How It Works

The Complete Detection Flow

When you visit a webpage with images, Qwip analyzes each image through a multi-step process that never uploads your images to our servers. Here's exactly what happens:

1

Image Discovery

The extension uses a MutationObserver to detect when images appear on the page (including lazy-loaded images). Small images (<128×128px) and huge images (>4096px) are automatically skipped to save resources.

2

Hash Computation (Local)

Your browser computes 6 cryptographic/perceptual hashes of the image using WebAssembly: 5 perceptual hashes (pHash variants) and 1 BLAKE3 content hash. This happens entirely in your browser.

3

Database Query (Optional)

If enabled, the BLAKE3 hash (just the hash, not the image) is sent to api.qwip.io to check if this image has been analyzed before by the community. If found, you get instant results from the community database.

4

Color Pre-filter

Before running the ML model, a color-entropy analysis checks whether the image looks photorealistic. Illustrations, cartoons, icons, and heavily-edited artwork are automatically skipped — reducing false positives and avoiding wasted compute on non-photographic content.

5

Local ML Inference

If not in the database and not filtered by the pre-filter, the image is analyzed using ONNX Runtime Web. The default model is MobileCLIP (256×256 input), with MobileNetV2 and Swin Transformer also available. Inference runs entirely in your browser via WASM or WebGPU — no image data is transmitted.

6

Visual Annotation

AI-generated images get a red border, real images get a subtle green checkmark. The extension also increments a counter showing how many AI images you've encountered.

7

Community Contribution (Optional)

If enabled, your detection result (hash + confidence + model) is anonymously contributed to the community database to help future users. Multiple detections are aggregated using weighted averaging.

The ML Models

Three models are available, selectable in the extension popup. All run entirely in your browser.

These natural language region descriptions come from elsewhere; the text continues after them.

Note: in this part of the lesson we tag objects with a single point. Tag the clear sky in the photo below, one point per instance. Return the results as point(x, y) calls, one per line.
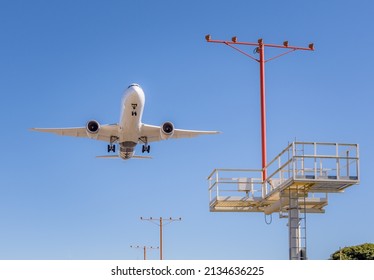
point(63, 63)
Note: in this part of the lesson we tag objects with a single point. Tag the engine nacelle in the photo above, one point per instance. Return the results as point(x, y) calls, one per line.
point(167, 130)
point(92, 128)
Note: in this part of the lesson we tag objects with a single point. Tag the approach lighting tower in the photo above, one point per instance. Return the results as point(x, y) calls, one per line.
point(260, 49)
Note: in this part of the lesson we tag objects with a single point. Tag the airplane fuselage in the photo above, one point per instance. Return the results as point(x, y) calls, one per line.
point(130, 121)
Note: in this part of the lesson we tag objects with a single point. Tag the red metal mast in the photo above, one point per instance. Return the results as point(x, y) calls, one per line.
point(260, 48)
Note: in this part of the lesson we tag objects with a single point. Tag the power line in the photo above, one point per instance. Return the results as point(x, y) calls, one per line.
point(159, 222)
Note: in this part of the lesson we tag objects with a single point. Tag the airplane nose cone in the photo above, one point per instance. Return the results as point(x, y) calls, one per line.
point(134, 85)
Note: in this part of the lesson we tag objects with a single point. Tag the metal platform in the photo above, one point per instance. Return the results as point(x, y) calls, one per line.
point(309, 169)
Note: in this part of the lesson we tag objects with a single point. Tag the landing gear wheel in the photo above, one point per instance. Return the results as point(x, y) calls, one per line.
point(146, 148)
point(111, 148)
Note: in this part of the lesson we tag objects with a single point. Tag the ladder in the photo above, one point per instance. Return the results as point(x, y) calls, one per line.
point(295, 211)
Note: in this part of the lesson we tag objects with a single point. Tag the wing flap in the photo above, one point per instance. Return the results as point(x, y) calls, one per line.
point(104, 134)
point(152, 132)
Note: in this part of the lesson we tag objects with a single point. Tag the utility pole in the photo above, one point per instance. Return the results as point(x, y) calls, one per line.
point(144, 249)
point(260, 49)
point(159, 222)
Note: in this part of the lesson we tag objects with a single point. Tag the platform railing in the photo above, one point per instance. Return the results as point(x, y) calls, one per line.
point(299, 161)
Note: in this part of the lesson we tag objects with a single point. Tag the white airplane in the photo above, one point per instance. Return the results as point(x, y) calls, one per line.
point(129, 131)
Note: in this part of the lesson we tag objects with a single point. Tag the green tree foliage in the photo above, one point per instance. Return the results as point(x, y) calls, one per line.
point(359, 252)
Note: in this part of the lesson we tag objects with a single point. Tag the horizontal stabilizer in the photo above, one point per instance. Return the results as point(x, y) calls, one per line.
point(142, 157)
point(111, 156)
point(117, 156)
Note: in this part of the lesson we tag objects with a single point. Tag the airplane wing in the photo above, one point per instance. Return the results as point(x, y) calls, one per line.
point(104, 134)
point(152, 132)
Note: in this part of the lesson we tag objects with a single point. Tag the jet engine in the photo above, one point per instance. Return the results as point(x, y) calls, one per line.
point(167, 130)
point(92, 128)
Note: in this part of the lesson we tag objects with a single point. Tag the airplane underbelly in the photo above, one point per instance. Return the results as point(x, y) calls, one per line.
point(127, 149)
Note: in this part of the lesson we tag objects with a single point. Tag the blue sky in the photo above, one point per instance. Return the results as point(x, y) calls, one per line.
point(63, 63)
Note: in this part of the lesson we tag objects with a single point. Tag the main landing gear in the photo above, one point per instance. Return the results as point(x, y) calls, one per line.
point(112, 146)
point(146, 147)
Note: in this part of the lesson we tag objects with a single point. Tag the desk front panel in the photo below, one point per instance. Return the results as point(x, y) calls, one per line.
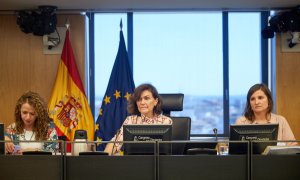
point(110, 167)
point(31, 167)
point(276, 167)
point(208, 167)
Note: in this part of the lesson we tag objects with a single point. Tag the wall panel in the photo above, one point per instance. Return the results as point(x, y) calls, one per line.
point(24, 67)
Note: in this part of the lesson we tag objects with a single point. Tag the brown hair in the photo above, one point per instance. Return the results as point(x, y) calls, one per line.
point(248, 112)
point(42, 120)
point(132, 106)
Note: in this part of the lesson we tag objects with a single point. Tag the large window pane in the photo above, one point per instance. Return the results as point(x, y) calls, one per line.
point(182, 53)
point(107, 30)
point(244, 59)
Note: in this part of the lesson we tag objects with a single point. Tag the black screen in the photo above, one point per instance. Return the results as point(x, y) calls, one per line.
point(1, 138)
point(151, 133)
point(253, 132)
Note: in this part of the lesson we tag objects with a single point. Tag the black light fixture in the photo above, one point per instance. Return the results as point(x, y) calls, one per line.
point(40, 22)
point(285, 21)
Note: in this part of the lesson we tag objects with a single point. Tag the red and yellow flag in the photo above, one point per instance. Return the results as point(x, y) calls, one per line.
point(68, 105)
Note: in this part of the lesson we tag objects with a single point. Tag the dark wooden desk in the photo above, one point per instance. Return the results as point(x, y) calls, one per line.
point(208, 167)
point(110, 167)
point(31, 167)
point(275, 167)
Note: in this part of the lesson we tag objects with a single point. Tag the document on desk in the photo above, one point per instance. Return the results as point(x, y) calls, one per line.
point(281, 150)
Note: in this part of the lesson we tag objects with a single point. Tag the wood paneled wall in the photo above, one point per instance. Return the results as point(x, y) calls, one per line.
point(288, 86)
point(24, 67)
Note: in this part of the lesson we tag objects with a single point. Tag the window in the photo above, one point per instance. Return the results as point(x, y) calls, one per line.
point(244, 59)
point(183, 53)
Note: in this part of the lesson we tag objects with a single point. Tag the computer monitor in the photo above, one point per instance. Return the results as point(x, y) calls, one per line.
point(252, 132)
point(147, 133)
point(1, 138)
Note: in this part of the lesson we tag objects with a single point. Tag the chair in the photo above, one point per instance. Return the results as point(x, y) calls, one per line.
point(181, 128)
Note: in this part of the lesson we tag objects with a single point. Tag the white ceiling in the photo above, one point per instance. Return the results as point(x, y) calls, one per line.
point(149, 5)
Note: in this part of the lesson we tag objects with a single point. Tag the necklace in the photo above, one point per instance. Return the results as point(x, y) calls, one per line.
point(27, 132)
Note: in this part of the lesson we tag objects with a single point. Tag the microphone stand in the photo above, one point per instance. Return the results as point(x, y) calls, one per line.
point(117, 135)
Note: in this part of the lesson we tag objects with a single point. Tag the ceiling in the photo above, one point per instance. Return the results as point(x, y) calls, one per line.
point(149, 5)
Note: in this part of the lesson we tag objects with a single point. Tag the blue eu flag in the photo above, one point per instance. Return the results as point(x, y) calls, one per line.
point(114, 105)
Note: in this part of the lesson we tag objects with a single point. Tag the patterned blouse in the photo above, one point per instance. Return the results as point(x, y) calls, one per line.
point(134, 119)
point(30, 136)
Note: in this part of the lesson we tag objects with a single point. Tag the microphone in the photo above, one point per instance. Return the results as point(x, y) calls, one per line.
point(117, 135)
point(216, 133)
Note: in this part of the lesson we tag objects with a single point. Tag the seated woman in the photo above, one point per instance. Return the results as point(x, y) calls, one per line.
point(32, 123)
point(258, 110)
point(145, 108)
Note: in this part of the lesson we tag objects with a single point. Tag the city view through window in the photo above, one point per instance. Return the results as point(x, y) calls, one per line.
point(182, 53)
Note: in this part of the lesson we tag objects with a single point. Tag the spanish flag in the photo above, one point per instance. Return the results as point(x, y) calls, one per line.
point(68, 105)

MobileCLIP Fake Detector (Default)

Model Specifications

Architecture: MobileCLIP (CLIP-based vision encoder)
Input Size: 256×256×3 RGB
Normalization: CLIP-style (mean/std per channel)
Output: Single probability (AI likelihood)
Inference Time: ~40ms (WASM) / ~15ms (WebGPU)
Model Size: 43MB

The default model uses a CLIP-based architecture fine-tuned to detect AI-generated images. Its higher input resolution (256×256) and semantic understanding make it the most robust option for modern AI generators.

MobileNetV2 (Fast)

Model Specifications

Architecture: MobileNetV2
Input Size: 224×224×3 RGB
Normalization: ImageNet standard
Output: [AI, Real] class probabilities
Inference Time: ~20ms (WASM) / ~8ms (WebGPU)
Model Size: ~9MB

A lightweight, fast option best suited for lower-powered devices or when you want lower latency. Slightly less accurate than MobileCLIP on newer generators.

Swin Transformer (High Accuracy)

Model Specifications

Architecture: Swin Transformer
Input Size: 224×224×3 RGB
Normalization: ImageNet standard
Output: [AI, Real] class probabilities
Inference Time: ~200ms (WASM) / ~60ms (WebGPU)
Model Size: 91MB

The most accurate model in the lineup. Recommended for cases where precision matters more than speed. WebGPU acceleration is strongly recommended — WASM is noticeably slower.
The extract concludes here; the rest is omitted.